L’accès aux empreintes de notre chaîne de fournisseurs est donc la clé de la fiabilité de notre empreinte carbone et imposer une réglementation incluant le scope 3 aux grandes organisations n’a de sens que si l’empreinte carbone devient accessible à toutes les organisations, même les plus modestes.
Or, il est possible de calculer une empreinte de façon simple et rapide : il faut d’abord raisonner en ordre de grandeur du poids carbone de chaque activité, très différents au sein d’une même organisation. Cela permet de prioriser les 5 à 10 activités les plus émissives représentant 85% de notre empreinte, pour fiabiliser ces seules activités sans s’attarder sur l’incertitude liée aux activités plus légères.

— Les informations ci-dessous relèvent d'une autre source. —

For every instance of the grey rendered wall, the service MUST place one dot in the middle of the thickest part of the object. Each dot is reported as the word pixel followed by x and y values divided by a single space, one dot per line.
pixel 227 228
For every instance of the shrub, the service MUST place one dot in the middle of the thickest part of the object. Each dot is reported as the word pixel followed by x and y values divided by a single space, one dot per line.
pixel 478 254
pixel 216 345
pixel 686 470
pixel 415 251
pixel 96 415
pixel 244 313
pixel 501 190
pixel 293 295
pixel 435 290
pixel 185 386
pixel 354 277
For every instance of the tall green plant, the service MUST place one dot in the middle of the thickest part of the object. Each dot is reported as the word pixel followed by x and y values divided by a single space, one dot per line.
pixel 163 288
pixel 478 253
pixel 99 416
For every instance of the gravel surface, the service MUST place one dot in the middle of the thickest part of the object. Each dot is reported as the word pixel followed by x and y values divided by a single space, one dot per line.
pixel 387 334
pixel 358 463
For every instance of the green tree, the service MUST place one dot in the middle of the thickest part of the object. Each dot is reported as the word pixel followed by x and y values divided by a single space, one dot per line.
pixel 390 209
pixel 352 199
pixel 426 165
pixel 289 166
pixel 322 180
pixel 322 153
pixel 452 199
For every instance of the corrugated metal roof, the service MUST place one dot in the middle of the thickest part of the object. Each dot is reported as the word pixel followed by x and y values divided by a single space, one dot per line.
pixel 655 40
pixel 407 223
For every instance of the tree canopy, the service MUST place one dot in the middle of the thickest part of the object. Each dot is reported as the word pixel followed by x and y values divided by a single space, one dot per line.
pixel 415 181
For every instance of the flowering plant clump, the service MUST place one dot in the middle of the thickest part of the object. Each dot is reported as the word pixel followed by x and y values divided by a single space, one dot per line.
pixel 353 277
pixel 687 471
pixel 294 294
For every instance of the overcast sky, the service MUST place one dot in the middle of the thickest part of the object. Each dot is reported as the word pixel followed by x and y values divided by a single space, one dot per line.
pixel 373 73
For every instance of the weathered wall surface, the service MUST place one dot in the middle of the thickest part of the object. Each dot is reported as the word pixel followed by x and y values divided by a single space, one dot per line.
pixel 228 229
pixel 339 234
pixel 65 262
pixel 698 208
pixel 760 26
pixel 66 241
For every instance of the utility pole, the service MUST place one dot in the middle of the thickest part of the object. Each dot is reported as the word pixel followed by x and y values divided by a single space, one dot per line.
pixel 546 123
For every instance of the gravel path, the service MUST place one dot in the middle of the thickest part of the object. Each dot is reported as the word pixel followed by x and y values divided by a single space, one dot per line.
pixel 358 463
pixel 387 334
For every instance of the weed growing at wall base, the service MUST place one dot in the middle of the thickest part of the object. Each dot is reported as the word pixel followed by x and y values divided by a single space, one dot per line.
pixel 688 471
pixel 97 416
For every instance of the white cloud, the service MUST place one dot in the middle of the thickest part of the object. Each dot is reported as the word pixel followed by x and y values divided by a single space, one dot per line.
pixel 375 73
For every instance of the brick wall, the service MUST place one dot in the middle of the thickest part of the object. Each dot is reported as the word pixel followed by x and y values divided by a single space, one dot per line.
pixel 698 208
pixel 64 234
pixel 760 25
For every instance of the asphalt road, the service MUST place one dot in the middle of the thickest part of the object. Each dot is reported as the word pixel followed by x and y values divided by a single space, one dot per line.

Ce calcul garde toute sa pertinence puisque l’imprécision d’une activité légère est écrasée par celle d’une activité lourde : par exemple, additionner l’achat d’un bien de 2 tonnes (+/- 50%) avec une consommation énergétique de 1.000 tonnes (+/-10%) donne 1.002 tonnes +/- 101 tonnes, … soit +/-10% !
Simple, rapide, et pertinent, ce processus de bon sens est aussi le moins onéreux et le plus pédagogique pour atteindre l’objectif européen : diviser par 5 notre empreinte d’ici à 2050. L’adopter, c’est enclencher un double cercle vertueux au fur et à mesure de la progression dans notre chaîne de fournisseurs : l’incertitude baisse et –surprise – l’empreinte aussi ! En effet, les sources disponibles montrent que les facteurs d’émission génériques sont généralement « haut de fourchette », 5 à 9 fois supérieurs à ceux des fournisseurs !
Au-delà de cette baisse « mécanique » de l’incertitude et de l’empreinte, ce processus milite pour un corpus carbone plus robuste qui donne la priorité à la gestion des interactions avec nos parties prenantes, au premier rang desquelles, nos salariés, nos fournisseurs et nos clients. C’est par une réflexion collective avec ces dernières que peuvent naître, non seulement un reporting extra-financier fiable, mais aussi des solutions aussi concrètes que réduire la fréquence de livraison d’un consommable, faciliter l’accès en vélo aux clients d’un commerce, changer un matériau ou un produit d’entretien etc…pour un impact durable au service du climat.
Pour une grande entreprise ou collectivité, pousser ce processus au sein de sa chaîne de parties prenantes est paradoxalement la façon la plus rapide de réduire son empreinte, de la fiabiliser et d’enclencher le cercle vertueux de l’interaction écosystémique !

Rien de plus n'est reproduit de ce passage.